Toutes les races de chien ne sont pas égales vis-à-vis du risque d'obésité. Une étude britannique menée sur 8 268 chiens permet de définir les prédispositions raciales :

Labrador, Colley, Cocker, Teckel, Beagle, Cairn Terrier, West Highland, White Terrier, Scottish Terrier, Basset Hound.

A l'inverse, certaines race sont relativement épargnées :

Greyhound, Whippet, Berger Allemand, Dobermann, Setter, Boxer, Fox Terrier.

FACTEURS FAVORISANTS

La race est un des premiers facteurs favorisants de l'obésité (voir encadré). L'âge est important à considérer : le métabolisme de base diminue d'environ 20%, et des adaptations alimentaires sont parfois nécessaires.

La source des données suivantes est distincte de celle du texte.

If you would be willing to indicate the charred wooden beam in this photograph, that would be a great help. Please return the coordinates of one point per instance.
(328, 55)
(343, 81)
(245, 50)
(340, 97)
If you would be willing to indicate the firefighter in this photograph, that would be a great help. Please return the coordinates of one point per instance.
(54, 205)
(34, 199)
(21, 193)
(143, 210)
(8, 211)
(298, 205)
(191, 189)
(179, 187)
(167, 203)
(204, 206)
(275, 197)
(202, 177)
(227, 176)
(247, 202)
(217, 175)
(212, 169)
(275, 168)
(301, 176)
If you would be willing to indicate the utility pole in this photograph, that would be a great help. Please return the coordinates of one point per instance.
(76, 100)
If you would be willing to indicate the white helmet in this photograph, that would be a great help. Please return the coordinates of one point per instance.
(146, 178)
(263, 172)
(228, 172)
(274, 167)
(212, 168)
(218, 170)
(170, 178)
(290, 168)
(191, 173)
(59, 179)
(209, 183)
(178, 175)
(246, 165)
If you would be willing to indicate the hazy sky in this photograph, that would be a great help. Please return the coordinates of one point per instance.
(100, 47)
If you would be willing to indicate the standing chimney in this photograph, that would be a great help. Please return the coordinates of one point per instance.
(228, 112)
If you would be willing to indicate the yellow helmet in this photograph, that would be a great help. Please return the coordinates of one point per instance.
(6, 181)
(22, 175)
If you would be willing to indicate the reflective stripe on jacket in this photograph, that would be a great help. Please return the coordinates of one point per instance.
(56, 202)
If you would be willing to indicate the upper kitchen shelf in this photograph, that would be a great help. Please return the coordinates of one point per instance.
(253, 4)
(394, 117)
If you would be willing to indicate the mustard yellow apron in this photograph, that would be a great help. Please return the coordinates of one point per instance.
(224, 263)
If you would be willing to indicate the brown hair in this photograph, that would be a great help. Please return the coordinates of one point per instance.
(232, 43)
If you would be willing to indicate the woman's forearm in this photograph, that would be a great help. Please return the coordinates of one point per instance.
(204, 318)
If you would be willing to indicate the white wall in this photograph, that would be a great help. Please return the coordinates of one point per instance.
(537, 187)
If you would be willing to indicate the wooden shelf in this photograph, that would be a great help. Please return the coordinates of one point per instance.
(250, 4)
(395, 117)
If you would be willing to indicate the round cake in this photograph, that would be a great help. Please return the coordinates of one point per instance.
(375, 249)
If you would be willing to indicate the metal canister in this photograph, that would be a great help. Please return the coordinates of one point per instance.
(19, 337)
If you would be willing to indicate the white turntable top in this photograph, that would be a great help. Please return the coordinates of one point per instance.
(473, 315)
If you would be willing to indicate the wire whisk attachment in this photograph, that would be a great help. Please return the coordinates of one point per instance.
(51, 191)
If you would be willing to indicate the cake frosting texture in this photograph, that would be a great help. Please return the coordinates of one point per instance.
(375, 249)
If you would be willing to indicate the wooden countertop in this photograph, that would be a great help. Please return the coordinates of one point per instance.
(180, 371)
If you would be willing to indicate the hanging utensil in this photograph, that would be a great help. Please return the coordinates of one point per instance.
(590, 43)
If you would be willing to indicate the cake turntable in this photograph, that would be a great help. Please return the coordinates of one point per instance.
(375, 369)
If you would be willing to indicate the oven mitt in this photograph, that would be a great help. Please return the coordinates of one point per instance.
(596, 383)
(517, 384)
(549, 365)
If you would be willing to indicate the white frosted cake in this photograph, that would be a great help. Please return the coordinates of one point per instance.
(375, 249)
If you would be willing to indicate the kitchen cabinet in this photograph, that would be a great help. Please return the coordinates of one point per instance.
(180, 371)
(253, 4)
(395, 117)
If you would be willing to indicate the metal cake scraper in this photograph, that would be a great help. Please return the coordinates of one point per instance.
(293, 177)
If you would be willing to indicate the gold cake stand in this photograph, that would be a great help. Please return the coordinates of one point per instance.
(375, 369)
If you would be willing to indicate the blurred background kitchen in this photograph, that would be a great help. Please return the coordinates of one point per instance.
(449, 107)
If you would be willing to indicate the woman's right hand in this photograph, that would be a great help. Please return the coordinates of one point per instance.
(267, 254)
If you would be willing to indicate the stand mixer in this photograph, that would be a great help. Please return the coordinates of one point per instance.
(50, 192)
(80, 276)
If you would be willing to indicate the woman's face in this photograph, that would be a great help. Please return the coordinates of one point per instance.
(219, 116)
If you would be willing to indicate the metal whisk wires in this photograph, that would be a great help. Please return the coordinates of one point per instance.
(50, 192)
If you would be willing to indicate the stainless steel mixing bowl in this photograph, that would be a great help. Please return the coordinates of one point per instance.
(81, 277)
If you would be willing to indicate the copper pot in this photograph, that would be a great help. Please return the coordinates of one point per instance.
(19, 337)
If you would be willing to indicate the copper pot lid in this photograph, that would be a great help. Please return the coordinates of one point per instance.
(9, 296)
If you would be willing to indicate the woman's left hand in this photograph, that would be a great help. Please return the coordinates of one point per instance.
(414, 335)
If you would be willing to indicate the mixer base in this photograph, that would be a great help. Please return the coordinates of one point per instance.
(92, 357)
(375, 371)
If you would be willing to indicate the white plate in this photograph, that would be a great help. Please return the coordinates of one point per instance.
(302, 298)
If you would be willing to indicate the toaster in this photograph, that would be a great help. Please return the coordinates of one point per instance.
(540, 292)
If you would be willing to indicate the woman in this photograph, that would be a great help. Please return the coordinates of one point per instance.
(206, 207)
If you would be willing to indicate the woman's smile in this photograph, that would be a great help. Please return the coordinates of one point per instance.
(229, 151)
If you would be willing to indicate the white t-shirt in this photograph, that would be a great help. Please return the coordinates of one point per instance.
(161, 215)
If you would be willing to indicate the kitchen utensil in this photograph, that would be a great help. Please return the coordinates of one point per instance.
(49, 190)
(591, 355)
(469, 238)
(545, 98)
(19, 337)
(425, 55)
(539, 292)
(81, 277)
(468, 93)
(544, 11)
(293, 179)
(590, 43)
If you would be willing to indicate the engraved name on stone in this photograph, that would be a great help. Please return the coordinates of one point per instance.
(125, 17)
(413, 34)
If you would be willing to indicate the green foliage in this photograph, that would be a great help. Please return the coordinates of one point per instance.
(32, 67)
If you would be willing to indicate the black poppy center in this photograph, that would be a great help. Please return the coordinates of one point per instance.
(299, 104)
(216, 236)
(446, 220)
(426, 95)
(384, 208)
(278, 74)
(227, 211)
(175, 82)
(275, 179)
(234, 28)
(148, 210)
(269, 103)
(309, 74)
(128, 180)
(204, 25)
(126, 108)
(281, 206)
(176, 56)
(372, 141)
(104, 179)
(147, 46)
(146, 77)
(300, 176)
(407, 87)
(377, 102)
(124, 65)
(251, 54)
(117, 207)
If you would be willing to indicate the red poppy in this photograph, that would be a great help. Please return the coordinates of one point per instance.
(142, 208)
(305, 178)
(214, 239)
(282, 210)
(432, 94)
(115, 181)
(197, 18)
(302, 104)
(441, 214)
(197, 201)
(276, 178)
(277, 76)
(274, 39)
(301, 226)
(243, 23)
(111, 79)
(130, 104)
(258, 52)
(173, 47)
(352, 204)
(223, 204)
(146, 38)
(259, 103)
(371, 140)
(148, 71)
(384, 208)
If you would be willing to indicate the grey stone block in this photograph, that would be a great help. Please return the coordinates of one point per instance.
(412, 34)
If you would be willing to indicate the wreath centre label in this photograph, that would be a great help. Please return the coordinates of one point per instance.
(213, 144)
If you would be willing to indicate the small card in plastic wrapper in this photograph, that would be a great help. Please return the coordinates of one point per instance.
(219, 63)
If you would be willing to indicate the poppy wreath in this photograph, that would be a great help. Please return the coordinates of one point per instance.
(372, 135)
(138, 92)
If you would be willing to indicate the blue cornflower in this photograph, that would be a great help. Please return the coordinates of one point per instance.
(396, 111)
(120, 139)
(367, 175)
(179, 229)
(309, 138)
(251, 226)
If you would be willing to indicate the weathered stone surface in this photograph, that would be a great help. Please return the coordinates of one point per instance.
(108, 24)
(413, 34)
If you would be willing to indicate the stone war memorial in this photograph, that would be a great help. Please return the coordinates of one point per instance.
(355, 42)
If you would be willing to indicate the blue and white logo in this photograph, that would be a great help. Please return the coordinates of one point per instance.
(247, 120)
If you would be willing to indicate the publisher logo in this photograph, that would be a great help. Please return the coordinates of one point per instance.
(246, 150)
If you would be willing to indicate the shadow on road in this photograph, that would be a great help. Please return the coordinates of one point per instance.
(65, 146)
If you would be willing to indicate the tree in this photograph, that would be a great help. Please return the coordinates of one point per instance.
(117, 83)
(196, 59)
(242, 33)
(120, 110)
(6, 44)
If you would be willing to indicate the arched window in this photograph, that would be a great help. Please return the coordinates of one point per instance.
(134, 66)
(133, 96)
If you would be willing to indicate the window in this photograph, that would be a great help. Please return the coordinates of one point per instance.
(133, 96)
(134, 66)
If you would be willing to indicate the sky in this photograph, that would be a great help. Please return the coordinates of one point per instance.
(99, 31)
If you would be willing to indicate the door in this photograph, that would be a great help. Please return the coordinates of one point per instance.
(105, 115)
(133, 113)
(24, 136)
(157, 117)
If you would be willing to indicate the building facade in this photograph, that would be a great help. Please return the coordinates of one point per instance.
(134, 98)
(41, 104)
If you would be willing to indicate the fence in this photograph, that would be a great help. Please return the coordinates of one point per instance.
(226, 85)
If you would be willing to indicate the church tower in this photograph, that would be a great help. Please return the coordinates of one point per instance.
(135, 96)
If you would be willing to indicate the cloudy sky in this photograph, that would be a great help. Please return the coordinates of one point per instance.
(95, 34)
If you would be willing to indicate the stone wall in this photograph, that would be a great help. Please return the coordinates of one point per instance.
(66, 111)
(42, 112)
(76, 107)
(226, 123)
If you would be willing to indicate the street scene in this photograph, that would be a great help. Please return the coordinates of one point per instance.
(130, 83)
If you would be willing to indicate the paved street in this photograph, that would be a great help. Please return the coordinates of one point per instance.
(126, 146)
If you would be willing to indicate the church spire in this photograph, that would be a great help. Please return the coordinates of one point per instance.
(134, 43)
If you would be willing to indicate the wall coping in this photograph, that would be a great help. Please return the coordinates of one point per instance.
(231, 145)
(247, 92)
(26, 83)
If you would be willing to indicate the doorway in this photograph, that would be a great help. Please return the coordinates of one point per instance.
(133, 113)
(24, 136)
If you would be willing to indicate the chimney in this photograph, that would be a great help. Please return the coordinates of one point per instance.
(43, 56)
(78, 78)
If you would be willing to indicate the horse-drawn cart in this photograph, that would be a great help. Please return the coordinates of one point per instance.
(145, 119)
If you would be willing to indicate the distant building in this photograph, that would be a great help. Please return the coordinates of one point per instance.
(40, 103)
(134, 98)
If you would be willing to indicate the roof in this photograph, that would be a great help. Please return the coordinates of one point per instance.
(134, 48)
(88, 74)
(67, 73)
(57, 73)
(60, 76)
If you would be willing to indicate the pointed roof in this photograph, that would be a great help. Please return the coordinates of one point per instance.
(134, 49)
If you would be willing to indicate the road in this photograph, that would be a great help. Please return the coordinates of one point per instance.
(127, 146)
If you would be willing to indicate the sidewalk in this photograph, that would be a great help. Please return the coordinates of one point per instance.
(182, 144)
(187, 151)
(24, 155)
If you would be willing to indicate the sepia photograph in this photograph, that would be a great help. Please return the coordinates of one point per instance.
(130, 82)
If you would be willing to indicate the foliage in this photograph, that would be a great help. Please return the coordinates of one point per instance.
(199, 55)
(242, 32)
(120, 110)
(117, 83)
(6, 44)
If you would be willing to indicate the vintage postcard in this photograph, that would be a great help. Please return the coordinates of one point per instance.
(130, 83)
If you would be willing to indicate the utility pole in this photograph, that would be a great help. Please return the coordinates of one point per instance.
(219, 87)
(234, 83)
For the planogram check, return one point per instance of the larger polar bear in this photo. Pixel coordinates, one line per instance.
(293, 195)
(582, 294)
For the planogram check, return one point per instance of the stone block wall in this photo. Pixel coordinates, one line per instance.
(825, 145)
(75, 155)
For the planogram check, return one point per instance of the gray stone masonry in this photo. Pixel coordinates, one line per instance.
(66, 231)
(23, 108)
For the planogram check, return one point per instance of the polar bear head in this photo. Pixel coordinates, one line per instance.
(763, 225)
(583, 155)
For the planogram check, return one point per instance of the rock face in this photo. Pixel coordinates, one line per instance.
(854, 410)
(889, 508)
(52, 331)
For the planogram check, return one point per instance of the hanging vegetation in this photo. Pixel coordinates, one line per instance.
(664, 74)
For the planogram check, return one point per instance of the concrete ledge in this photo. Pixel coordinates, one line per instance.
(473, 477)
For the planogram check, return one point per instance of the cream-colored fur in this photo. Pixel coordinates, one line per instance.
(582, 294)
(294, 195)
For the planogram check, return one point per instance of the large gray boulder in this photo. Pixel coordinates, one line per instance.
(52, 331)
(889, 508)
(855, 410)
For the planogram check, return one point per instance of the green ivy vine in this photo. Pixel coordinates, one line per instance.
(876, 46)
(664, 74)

Les femelles présentent aussi un plus fort risque (tableau 2)

tableau 2 : Pourcentage de chiens obèses en fonction du sexe et de l'âge (d'après MASON)

âge du chien : 1-4 ans - mâle 12% - femelle 21 %

âge du chien : 5-7 ans - mâle 30 % - femelle 37%

âge du chien : 8-11 ans - mâle34 % - femelle 41%

âge du chien : Plus de 12 ans - mâle 41 % - femelle 40%

Moyenne(%) : - mâle 23 % - femelle 32%

 

LA STERILISATION, MYTHE OU REALITE?

Il est vrai que l'incidence de l'obésité est plus importante chez l'animal castré. Mais elle n'est pas une fatalité : la stérilisation en elle-même ne fait pas grossir, mais elle diminue les besoins énergétiques. Dès lors, une adaptation alimentaire s'impose.

Le Berger Allemand est un "chanceux" : il fait partie des races les moins affectées par l'obésité.